Constructing circuits which invoke the tunnelling effect of Josephson junctions in the superconducting regime manifest controllable, quantum properties. The development of a quantum computer employing these phenomena is just one of the many advantages to be gained from building such devices.
However, the use of quantum bits for computation is dependent on the ability to operate them in an essentially isolated environment. The phenomenon of decoherence refers to the instability of a quantum state of a system when it interacts with the surrounding environment. Superconducting qubits are sensitive to decoherence mechanisms within the readout leads connecting to the device, and more importantly from the materials from which they are manufactured. Removal or control of these imperfections is required before quantum computers using superconducting circuit architecture can be realised.
One identifiable noise source is the so called 'strongly coupled' two-level system (TLS). Comparable resonance frequencies to the qubit; strong coupling strengths and decoherence times long enough to allow coherent oscillations between the qubit and TLS have been experimentally measured. The premise of this thesis is that positional anharmonicity of oxygen atoms arises within the AlOx barrier of the Josephson junction solely due to its amorphous construction. This ansatz allows the existence of various spatial configurations throughout the layer, causing unique TLS properties based solely on atomic positions and rotation in relation to the external electric field.
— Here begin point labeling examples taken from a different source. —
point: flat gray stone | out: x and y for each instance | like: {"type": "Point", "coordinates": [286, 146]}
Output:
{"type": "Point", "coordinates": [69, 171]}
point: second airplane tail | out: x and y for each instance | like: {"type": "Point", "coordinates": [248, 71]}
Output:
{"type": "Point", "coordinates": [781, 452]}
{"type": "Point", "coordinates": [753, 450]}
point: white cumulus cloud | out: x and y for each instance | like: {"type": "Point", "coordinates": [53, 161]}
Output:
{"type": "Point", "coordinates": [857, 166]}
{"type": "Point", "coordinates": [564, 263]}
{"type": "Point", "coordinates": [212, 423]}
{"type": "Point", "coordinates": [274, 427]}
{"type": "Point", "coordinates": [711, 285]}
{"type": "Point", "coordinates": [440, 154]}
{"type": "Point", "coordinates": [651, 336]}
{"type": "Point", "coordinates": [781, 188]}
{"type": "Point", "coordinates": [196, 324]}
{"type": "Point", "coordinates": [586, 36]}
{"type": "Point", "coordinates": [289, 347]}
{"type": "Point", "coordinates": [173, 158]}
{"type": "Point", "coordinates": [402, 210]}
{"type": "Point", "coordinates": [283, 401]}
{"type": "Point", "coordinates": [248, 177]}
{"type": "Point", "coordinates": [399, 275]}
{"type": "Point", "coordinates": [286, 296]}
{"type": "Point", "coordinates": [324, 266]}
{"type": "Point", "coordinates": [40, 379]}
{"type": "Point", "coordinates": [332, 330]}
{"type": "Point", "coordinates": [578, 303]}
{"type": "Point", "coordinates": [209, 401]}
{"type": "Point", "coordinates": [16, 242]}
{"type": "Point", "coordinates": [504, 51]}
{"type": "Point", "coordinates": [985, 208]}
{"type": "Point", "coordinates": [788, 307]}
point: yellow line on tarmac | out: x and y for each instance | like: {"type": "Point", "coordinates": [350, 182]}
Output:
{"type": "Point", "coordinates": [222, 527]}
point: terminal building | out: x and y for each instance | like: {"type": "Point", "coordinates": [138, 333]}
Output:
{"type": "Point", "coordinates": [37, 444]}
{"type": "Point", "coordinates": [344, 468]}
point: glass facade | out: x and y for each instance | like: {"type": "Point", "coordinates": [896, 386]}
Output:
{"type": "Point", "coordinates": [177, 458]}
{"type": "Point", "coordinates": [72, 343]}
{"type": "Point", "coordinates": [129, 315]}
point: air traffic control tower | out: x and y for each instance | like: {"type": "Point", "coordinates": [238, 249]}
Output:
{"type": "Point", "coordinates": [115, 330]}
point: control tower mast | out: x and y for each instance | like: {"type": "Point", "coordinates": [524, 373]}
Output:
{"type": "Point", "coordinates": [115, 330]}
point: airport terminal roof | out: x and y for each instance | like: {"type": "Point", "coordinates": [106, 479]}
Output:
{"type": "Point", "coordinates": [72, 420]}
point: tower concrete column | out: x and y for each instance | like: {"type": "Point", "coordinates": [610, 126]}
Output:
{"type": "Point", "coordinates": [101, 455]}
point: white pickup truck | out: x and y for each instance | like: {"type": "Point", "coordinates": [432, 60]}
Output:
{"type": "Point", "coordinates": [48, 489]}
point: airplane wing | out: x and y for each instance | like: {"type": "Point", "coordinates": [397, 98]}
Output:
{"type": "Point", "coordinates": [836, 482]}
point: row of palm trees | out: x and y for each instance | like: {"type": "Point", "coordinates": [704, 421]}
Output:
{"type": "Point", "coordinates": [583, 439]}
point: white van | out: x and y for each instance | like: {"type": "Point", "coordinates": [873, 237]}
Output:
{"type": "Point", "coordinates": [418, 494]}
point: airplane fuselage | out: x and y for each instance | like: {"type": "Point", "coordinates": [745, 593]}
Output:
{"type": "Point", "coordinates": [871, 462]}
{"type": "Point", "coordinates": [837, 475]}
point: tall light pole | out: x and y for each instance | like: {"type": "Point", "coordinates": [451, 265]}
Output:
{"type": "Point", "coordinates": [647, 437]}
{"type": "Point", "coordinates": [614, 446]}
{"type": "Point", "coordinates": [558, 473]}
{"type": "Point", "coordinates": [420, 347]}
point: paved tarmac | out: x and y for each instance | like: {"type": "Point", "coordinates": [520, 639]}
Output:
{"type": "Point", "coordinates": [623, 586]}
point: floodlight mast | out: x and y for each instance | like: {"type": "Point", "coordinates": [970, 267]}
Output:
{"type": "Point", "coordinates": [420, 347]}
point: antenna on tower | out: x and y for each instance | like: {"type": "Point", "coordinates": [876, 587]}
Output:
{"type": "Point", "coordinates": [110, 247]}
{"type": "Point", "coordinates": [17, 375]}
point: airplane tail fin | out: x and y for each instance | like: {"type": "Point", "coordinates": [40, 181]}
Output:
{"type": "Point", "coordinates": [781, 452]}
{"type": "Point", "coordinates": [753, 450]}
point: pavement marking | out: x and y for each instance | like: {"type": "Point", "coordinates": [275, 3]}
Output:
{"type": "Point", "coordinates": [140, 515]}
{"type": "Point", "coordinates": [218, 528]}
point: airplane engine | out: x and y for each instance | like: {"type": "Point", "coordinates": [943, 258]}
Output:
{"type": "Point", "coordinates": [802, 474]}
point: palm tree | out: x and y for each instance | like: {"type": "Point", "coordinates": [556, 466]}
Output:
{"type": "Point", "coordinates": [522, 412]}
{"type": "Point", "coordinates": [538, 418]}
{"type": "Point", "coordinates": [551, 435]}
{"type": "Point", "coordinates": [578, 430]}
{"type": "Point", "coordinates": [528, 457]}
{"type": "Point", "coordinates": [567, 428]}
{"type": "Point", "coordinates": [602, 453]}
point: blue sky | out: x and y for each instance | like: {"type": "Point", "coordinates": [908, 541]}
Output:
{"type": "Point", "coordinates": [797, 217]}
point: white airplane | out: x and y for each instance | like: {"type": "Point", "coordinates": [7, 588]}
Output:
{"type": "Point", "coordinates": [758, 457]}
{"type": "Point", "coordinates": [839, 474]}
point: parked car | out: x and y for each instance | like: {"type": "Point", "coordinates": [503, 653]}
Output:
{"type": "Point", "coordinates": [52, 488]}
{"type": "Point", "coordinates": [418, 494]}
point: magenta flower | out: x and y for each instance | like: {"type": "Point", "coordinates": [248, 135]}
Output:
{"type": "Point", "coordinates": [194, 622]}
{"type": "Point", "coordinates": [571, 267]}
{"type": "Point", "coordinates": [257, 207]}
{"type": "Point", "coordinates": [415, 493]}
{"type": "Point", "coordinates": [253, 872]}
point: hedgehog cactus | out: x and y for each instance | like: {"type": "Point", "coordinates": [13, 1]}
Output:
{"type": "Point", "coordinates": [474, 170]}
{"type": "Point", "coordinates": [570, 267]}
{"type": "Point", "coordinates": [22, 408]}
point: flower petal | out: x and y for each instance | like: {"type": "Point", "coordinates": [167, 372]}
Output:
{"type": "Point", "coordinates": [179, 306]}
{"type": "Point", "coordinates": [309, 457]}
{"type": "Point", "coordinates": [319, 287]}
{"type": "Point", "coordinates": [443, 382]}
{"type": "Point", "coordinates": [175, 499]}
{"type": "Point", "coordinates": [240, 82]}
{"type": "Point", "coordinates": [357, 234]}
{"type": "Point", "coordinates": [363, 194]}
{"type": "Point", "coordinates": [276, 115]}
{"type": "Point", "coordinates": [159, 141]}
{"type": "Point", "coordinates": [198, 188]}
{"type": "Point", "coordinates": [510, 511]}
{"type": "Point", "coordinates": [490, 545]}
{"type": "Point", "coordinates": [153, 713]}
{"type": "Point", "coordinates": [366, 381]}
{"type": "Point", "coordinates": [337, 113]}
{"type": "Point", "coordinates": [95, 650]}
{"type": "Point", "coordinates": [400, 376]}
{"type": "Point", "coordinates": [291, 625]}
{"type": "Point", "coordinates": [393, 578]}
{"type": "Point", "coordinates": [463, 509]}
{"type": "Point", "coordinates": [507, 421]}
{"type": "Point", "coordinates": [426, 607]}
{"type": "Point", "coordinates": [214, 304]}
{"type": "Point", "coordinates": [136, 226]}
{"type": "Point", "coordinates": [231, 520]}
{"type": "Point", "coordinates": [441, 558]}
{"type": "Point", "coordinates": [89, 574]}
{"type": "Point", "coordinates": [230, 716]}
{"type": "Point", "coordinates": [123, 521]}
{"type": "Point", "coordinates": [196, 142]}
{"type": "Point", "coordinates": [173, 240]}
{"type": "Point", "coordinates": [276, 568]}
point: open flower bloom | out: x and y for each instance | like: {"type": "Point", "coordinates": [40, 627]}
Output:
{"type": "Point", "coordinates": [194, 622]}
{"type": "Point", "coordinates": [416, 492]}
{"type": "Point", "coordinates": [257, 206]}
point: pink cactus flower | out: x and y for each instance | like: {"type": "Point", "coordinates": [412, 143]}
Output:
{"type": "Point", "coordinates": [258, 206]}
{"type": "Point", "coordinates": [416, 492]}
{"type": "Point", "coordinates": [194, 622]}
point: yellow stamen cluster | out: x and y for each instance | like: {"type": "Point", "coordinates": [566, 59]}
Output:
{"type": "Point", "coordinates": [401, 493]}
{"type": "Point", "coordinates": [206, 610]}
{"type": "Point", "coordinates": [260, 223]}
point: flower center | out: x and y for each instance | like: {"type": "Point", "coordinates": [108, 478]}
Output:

To validate this conjecture, Josephson junction models are constructed using a hybrid ab initio and molecular mechanics approach, with various stoichiometry and density properties to reflect experimental observations of the barrier. The resultant atomic positions provide input conditions through a Voronoi classification scheme to a framework describing an oxygen atom that has the capacity to become spatially delocalised as bonds perturb away from a crystalline structure. A direct diagonalisation method is developed for low dimensional descriptions and a Wick-rotated time-dependent Schrödinger equation implementation is used for three dimensional investigations.
Calculated properties are compared to many current experimental strongly coupled TLS measurements in phase qubits, which shows the models' capacity to explain how an oxygen atom can generate a large dipole and appropriate ground to first excited state splitting values expected of a TLS by merely migrating from its preferred lattice position.